If you’ve ever studied microbiology, you will have encountered Tom Brock’s book on the “Biology of Microorganisms”. Brock is a pioneer in microbial research and is most known for his discovery of heat-tolerant “thermophiles”. As such, the International Society on Microbial Ecology society gives out it’s top award for young post-doctoral work in his name: the Tom Brock Award. Granted biannually at the society’s symposium (ISME), the Tom Brock Award acknowledges the accomplishments and promise of outstanding postdoctoral research associates based on their presentations. Sogin won the award based on her scientific accomplishments and innovation as well as clarity of her presentation at ISME17.
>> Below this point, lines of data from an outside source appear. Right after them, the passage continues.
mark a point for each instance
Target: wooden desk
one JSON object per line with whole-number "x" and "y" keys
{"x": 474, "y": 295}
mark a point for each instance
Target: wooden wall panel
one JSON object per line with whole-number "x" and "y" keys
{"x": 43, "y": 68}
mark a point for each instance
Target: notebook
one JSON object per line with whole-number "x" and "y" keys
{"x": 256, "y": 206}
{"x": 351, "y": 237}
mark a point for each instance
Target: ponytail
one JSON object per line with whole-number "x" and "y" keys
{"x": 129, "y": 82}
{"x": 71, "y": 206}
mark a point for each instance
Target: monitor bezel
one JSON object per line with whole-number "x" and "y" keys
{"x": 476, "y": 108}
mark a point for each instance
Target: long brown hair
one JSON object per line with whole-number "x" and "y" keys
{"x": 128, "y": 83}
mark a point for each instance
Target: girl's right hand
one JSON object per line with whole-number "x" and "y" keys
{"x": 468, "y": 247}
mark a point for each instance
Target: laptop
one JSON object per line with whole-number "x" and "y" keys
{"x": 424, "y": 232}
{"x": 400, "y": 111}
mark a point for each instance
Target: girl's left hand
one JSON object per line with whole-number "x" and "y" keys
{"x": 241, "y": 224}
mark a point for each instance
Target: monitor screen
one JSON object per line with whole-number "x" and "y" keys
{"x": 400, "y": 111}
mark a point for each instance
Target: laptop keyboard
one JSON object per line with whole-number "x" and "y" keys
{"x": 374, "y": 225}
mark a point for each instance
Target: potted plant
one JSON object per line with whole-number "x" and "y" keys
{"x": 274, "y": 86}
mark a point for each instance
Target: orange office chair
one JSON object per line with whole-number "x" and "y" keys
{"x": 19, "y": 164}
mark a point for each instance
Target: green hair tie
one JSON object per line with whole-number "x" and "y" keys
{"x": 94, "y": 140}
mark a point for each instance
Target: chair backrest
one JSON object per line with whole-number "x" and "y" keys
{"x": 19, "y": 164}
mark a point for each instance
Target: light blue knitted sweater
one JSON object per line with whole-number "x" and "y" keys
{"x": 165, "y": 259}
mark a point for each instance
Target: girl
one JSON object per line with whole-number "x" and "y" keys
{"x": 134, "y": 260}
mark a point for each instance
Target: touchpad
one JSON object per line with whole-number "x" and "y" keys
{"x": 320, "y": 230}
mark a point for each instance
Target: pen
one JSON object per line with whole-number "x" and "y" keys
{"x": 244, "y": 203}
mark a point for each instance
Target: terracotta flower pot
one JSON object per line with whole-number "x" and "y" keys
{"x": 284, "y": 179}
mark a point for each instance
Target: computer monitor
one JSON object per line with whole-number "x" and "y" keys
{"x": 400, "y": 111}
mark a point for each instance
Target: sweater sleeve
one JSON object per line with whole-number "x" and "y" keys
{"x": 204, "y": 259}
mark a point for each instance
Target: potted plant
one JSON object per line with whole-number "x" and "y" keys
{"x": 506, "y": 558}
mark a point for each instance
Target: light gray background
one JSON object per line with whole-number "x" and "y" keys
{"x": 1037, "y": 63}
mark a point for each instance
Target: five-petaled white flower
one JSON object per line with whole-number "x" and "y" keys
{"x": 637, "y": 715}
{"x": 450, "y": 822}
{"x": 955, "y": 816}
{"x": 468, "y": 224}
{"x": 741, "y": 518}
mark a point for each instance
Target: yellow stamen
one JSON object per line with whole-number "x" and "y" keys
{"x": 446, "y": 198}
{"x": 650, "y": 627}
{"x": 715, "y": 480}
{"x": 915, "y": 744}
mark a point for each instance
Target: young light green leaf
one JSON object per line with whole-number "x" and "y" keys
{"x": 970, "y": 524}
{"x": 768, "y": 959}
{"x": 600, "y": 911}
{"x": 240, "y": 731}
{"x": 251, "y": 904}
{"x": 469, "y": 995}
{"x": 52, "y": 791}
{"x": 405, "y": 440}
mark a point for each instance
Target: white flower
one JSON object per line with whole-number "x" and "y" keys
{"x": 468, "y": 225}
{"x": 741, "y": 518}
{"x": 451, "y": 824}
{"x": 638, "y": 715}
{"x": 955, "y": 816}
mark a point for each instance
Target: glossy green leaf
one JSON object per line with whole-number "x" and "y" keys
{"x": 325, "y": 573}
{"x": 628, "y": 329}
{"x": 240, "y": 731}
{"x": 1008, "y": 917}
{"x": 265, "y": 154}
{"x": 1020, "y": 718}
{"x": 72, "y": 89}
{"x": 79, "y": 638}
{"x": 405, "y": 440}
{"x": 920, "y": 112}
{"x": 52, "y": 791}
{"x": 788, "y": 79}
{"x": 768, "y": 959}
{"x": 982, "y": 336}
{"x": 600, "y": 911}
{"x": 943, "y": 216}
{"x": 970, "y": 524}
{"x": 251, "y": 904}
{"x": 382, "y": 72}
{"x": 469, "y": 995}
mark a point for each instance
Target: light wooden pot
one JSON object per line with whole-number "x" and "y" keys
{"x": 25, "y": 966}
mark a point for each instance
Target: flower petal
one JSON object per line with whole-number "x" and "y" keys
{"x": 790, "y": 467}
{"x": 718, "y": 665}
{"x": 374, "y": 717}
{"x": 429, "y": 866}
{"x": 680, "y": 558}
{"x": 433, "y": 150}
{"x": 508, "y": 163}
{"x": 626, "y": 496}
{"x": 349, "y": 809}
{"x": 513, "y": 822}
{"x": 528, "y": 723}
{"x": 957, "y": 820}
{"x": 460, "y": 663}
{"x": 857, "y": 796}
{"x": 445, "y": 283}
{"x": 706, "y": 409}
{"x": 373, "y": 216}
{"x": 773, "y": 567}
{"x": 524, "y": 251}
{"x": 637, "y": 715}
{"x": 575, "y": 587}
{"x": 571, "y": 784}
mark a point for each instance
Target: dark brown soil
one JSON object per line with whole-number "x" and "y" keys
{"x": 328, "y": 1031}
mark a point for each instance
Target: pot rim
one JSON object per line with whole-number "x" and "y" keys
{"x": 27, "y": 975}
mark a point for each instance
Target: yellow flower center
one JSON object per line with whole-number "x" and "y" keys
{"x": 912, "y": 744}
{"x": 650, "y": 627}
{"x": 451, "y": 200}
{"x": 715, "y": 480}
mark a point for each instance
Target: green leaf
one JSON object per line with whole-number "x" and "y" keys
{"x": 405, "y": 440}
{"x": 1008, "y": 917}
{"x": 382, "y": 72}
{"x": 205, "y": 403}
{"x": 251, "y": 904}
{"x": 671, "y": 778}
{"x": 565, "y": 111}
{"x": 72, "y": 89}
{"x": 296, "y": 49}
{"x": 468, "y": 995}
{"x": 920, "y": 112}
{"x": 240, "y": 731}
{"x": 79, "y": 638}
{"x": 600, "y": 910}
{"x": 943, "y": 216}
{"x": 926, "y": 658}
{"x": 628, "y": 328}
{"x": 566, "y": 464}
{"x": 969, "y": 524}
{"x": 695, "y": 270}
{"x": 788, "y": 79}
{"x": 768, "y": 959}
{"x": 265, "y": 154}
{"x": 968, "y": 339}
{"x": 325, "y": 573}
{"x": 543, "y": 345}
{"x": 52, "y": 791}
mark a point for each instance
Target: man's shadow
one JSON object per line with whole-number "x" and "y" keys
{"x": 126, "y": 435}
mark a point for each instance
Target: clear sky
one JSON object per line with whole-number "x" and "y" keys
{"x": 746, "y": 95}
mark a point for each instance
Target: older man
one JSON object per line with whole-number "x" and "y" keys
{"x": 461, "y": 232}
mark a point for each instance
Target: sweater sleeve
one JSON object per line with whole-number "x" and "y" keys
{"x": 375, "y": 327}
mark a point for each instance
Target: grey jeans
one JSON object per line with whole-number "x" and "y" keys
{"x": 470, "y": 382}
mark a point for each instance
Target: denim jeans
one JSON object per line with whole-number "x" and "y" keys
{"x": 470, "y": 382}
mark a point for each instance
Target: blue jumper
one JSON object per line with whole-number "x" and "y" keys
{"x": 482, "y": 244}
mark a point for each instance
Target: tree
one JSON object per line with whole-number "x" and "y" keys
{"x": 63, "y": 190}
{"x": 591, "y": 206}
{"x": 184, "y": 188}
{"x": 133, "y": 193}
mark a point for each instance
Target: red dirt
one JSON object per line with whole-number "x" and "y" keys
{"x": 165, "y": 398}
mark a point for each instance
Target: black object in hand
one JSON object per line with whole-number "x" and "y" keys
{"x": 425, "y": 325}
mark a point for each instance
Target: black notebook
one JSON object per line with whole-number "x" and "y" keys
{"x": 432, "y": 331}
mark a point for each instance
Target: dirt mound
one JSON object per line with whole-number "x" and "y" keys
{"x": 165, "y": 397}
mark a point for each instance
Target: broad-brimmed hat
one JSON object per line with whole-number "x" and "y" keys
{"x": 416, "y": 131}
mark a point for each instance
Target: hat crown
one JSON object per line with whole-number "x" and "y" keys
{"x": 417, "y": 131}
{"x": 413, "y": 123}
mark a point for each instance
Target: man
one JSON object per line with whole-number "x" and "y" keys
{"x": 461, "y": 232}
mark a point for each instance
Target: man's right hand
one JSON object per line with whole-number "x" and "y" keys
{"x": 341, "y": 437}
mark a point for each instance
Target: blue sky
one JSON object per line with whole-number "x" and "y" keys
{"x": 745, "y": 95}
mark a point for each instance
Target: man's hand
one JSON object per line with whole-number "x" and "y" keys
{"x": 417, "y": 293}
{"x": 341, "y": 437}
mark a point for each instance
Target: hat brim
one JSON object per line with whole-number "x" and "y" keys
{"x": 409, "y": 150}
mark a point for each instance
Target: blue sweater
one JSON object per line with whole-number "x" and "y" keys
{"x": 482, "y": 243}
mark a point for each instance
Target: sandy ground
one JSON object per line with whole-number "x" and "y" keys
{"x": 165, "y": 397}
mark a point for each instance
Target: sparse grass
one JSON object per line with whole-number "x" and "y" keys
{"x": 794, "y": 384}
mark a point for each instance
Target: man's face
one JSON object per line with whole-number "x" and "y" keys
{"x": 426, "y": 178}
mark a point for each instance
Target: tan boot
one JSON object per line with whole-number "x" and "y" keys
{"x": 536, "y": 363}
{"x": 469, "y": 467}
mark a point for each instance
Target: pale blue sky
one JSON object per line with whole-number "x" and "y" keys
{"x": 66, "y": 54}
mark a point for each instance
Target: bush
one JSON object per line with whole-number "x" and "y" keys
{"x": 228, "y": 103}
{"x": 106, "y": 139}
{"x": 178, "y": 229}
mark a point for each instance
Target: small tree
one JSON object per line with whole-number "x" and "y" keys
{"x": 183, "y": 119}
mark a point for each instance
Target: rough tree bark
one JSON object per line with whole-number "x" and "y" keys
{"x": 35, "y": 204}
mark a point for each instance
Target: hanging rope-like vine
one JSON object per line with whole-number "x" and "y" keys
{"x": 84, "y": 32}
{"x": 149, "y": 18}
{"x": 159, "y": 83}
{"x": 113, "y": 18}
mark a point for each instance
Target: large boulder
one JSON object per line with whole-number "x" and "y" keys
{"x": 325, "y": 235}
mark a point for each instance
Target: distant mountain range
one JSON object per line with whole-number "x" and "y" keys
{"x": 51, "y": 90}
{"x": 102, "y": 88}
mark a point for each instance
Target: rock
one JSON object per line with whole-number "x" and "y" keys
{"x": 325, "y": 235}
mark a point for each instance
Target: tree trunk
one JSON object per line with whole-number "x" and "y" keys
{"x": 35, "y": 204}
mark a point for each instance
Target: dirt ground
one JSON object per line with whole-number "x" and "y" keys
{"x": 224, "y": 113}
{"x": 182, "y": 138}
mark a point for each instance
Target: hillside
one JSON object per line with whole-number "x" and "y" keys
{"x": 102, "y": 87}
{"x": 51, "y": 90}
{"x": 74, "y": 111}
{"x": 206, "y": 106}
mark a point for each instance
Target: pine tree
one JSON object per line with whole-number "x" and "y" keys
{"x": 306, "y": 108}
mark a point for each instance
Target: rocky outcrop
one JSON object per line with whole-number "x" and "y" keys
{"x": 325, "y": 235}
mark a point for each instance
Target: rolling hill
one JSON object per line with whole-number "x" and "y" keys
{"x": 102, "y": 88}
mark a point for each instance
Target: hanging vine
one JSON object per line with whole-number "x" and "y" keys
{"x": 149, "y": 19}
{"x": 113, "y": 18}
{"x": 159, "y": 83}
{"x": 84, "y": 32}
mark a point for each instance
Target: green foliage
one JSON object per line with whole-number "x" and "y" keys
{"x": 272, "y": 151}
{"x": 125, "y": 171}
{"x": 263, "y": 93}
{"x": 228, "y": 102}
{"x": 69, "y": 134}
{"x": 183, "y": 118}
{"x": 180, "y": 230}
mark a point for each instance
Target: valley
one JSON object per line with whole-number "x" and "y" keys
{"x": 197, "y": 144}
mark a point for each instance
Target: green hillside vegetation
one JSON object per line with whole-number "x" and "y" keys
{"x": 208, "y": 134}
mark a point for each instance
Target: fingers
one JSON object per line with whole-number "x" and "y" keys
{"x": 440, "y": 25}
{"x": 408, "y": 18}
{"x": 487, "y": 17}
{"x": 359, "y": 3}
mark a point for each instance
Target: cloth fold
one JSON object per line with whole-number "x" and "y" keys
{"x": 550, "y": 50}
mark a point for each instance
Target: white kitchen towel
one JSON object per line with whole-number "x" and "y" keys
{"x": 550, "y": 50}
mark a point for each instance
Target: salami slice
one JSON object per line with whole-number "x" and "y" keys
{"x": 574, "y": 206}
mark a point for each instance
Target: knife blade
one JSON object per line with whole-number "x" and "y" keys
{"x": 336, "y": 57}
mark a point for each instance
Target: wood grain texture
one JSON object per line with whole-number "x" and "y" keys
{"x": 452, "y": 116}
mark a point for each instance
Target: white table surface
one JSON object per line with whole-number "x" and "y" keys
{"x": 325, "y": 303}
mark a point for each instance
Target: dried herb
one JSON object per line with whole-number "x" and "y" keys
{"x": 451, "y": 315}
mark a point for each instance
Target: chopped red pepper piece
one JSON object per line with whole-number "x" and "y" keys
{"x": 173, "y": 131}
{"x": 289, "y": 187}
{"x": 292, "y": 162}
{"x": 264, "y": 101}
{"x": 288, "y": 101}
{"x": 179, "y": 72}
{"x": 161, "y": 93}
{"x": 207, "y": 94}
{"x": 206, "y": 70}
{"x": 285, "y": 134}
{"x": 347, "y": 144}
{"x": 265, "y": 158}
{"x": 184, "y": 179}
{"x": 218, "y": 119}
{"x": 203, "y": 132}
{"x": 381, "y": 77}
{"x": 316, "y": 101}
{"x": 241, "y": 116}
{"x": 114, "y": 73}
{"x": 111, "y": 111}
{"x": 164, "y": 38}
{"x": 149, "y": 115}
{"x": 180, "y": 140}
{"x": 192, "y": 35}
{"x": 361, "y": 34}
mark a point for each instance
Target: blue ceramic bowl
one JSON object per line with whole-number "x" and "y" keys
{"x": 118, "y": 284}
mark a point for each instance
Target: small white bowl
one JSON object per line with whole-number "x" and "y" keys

Sogin presented some of her research at ISME17 in a talk titled: “Sweetening the sea: sugars excreted by seagrass stimulate a marine rhizosphere”. Therein, she communicated her recent results revealing that seagrasses stimulate the rhizosphere microbial communities by fixing and translocating carbon to oligotrophic marine sediments.
“This work, which I carried out together with a team of researchers from the Max Planck Institute for Marine Microbiology, the University of Vienna, and the University of Oldenburg, provides the first mechanistic evidence for plant stimulation of seagrass rhizospheres”, Sogin explains. “I am incredibly honored to received the Tom Brock Award at this year's ISME17”, says Sogin. “I want to thank my supportive colleagues and collaborators at the Symbiosis department for creating an inspirational atmosphere that has allowed this work to flourish.”
The award ceremony took place at the 17th International Symposium on Microbial Ecology (ISME17), taking place in Leipzig from August 12 to 17, 2018.